The hardest program I've ever written (2015)

Posted by jacobedawson 6 days ago

The hardest program I've ever written (2015)(journal.stuffwithstuff.com)

96 points | 60 comments

georgeburdell 2 days ago|

Mine was an automated file transfer system that had to be 100% reliable on an insanely unreliable network (~95% uptime). Took about 9 months of bug squashing after development was done. So many edge cases. I would probably never mention this in a job interview because I doubt most people would understand why it was so hard.

bjoli 2 days ago||

I once wrote an inliner. When you have not done it, it seems simple. When you are doing it it is like trying to restrain a large rabid dog with a slippery leash.
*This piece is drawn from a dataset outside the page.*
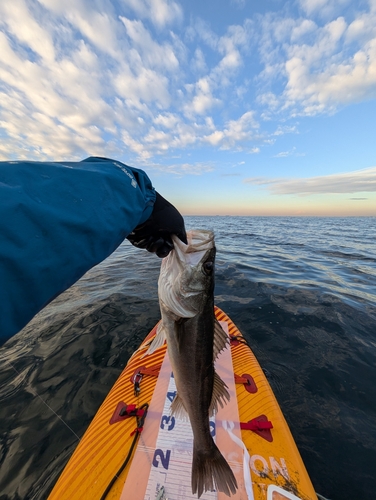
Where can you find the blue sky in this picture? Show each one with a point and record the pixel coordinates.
(230, 106)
Now, I am not a programmer by trade, but I have a hard time thinking anyone would find it nice to write an inliner. At least not if you want the inliner to always make things faster.
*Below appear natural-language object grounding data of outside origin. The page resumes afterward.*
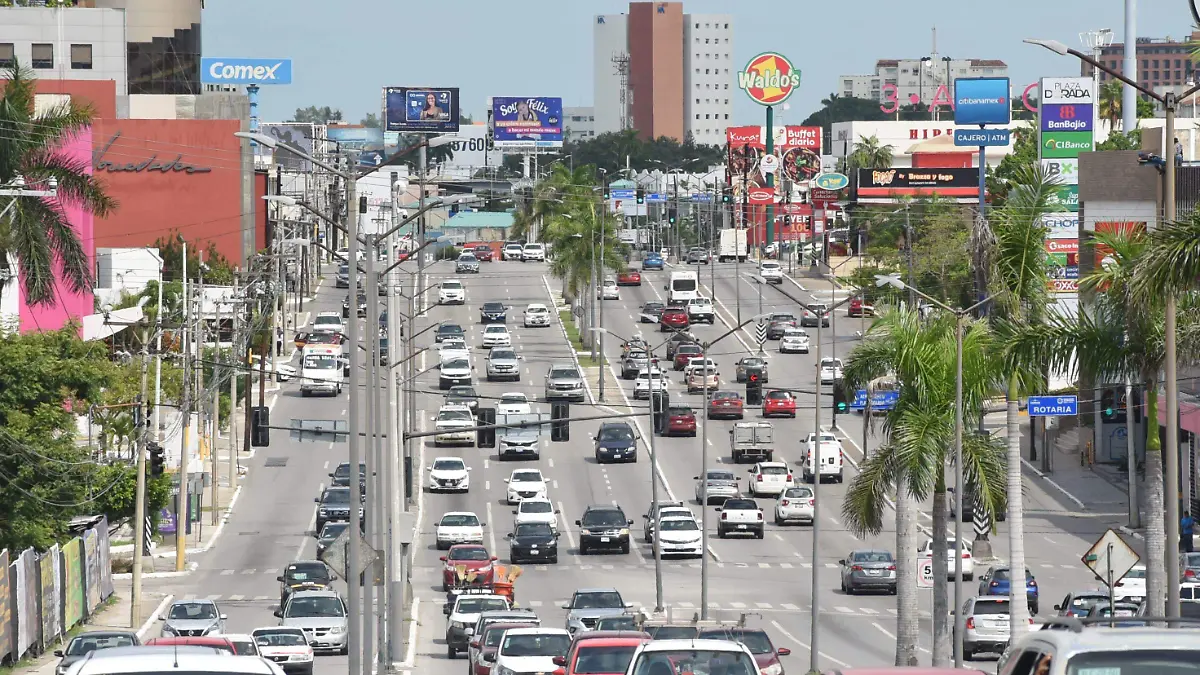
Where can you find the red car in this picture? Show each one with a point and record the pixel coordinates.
(725, 404)
(472, 557)
(673, 318)
(681, 422)
(779, 402)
throwaway2037 1 day ago|||

    > an insanely unreliable network (~95% uptime)

This is wild! Can you explain more?

Did you ever blog about this program? It sounds very interesting, and there is no job interview on HN!

georgeburdell 1 day ago||

Lots of things are baked into that 95% number. Sometimes the power would go out. Data recipients were careless about checking whether their computers were powered on and had a static IP assigned, but I’d certainly hear about it if they didn’t get their data. Network engineers would futz with settings and do poorly announced infrastructure upgrades. Rather than try to fix all these issues, I just wrote the code assuming we were working from a 3rd world country.

greazy 2 days ago||

I'm working on this exact same thing. Was your code ever published or did you blog about it?

georgeburdell 1 day ago||

Nope, just some internal facing code. The challenges boiled down to tracking what parts of the data got successfully sent to which recipients and how to get proof the data were transmitted correctly

I wish I would have found a 3rd party tool to do all this, but I never did

adammarples 1 day ago||

Is this not basically just torrenting?

georgeburdell 15 hours ago||

I guess, but some of the recipients are just 3rd party automated systems with a standard set of instructions, so I have no control over the protocol used

PaulKeeble 2 days ago||

About the worst job on any enterprise software project is the PDF output, they always end up doing it for emails or something else and its a never ending list of bugs. Text formatting is a never ending list of problems since its so got a lot of vague inputs and a relatively strict output. Far too many little details go wrong.

vbezhenar 2 days ago||

With PDF, my best approach was to go very low level. I've used PDFKit and PDFBox libraries and both provide a way to output vector operations. It allows to implement extremely performant code. The resulting PDF is tiny and looks gorgeous (because it's vector). And you can implement anything. Code will be verbose, but it's worth it.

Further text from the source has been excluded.